SoundPool is the lowest-latency interface on most devices, because the pool is stored in the audio process. All of the other audio paths require inter-process communication. OpenSL is the best choice if SoundPool doesn't meet your needs.

Why OpenSL? AudioTrack and OpenSL have similar latencies, with one important difference: AudioTrack buffer callbacks are serviced in Dalvik, while OpenSL callbacks are serviced in native threads. The current implementation of Dalvik isn't capable of servicing callbacks at extremely low latencies, because there is no way to suspend garbage collection during audio callbacks. This means that the minimum size for AudioTrack buffers has to be larger than the minimum size for OpenSL buffers to sustain glitch-free playback.

On most Android releases this difference between AudioTrack and OpenSL made no difference at all. But with Jellybean, Android now has a low-latency audio path. The actual latency is still device dependent, but it can be considerably lower than previously. For instance, http://code.google.com/p/music-synthesizer-for-android/ uses 384-frame buffers on the Galaxy Nexus for a total output latency of under 30ms. This requires the audio thread to service buffers approximately once every 8ms, which was not feasible on previous Android releases. It is still not feasible in a Dalvik thread.

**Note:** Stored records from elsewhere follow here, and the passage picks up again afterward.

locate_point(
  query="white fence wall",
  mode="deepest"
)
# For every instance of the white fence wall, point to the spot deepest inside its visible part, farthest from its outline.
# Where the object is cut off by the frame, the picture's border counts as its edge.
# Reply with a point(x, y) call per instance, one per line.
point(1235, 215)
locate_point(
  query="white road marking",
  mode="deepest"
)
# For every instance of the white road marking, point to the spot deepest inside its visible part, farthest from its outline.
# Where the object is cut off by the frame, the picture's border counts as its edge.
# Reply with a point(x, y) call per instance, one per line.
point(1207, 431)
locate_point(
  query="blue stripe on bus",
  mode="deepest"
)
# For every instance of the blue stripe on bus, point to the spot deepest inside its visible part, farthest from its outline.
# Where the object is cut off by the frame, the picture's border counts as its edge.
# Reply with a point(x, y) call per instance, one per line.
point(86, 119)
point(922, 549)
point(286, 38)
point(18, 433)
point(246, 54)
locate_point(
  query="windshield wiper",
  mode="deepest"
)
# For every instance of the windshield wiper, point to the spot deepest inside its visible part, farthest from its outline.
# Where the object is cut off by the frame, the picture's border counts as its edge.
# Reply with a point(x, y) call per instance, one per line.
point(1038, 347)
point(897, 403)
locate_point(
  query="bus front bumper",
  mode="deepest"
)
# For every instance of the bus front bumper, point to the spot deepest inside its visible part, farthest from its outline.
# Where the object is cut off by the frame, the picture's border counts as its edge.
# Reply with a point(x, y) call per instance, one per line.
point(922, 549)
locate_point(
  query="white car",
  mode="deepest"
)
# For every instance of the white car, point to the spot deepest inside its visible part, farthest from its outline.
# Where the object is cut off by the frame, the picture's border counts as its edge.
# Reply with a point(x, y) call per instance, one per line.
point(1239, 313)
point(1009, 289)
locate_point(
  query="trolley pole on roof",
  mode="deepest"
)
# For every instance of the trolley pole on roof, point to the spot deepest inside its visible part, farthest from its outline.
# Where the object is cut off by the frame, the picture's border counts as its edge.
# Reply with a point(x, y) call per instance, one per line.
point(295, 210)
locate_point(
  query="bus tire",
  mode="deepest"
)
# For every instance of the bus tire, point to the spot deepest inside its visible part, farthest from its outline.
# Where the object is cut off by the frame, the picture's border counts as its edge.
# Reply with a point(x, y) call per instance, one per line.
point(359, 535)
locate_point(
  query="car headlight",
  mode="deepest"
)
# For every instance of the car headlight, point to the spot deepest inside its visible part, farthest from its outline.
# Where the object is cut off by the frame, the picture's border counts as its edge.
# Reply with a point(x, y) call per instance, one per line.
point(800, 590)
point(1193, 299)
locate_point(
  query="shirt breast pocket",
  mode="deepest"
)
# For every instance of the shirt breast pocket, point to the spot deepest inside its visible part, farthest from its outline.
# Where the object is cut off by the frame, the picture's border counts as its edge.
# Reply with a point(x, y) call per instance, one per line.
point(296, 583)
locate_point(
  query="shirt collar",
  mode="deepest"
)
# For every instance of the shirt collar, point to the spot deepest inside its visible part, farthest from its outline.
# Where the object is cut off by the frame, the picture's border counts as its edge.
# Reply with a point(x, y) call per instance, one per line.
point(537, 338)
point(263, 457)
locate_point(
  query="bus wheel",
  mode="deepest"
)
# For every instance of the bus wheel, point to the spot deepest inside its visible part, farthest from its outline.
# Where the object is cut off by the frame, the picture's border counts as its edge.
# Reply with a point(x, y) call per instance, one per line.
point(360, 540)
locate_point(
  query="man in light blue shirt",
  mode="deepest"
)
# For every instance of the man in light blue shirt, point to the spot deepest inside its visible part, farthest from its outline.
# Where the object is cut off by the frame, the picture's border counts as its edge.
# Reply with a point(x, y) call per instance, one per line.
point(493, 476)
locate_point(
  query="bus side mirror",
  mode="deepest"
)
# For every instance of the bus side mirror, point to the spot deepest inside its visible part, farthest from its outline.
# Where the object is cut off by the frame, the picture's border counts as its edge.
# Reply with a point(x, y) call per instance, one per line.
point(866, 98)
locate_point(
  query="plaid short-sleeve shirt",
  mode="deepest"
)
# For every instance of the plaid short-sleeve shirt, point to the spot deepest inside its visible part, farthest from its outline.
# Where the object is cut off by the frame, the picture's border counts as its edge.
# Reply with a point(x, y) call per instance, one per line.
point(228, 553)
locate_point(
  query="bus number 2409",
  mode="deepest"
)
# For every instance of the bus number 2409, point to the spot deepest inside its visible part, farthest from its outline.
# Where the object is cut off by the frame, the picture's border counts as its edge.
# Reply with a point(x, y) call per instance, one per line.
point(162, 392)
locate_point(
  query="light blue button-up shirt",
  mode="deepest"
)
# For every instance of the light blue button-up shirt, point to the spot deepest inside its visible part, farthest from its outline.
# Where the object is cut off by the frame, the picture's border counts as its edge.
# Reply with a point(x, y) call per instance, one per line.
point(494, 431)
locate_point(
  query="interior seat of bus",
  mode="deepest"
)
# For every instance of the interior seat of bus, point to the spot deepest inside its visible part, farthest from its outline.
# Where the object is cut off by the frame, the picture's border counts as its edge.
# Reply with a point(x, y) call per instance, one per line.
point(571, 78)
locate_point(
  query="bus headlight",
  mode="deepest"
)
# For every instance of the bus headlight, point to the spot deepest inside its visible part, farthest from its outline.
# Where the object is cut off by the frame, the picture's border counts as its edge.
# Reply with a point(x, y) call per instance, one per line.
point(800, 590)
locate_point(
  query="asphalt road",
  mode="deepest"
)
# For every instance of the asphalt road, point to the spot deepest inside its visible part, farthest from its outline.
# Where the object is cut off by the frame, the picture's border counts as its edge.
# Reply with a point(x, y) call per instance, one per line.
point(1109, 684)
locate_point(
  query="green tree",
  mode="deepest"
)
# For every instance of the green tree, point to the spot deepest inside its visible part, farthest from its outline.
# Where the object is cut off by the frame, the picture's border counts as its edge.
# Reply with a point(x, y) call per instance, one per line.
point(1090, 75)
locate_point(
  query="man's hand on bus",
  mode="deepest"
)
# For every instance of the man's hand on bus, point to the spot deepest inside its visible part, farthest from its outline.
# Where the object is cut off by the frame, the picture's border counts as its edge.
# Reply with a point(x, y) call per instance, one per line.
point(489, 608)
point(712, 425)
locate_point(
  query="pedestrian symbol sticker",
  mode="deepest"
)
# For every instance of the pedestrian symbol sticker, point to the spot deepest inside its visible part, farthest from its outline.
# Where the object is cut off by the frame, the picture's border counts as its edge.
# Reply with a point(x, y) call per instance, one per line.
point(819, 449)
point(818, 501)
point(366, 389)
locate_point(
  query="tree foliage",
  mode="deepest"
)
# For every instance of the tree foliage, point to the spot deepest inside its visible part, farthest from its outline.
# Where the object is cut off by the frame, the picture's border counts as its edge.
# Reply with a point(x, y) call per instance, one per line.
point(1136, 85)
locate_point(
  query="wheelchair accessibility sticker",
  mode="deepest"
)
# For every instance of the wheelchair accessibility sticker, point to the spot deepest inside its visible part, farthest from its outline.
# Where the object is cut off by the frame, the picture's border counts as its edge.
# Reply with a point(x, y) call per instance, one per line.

This explanation assumes two things: first, that you are requesting the smallest possible buffers from OpenSL and doing your processing in the buffer callback rather than with a buffer queue. Second, that your device supports the low-latency path. On most current devices you will not see much difference between AudioTrack and OpenSL ES. But on devices that support Jellybean+ and low-latency audio, OpenSL ES will give you the lowest-latency path.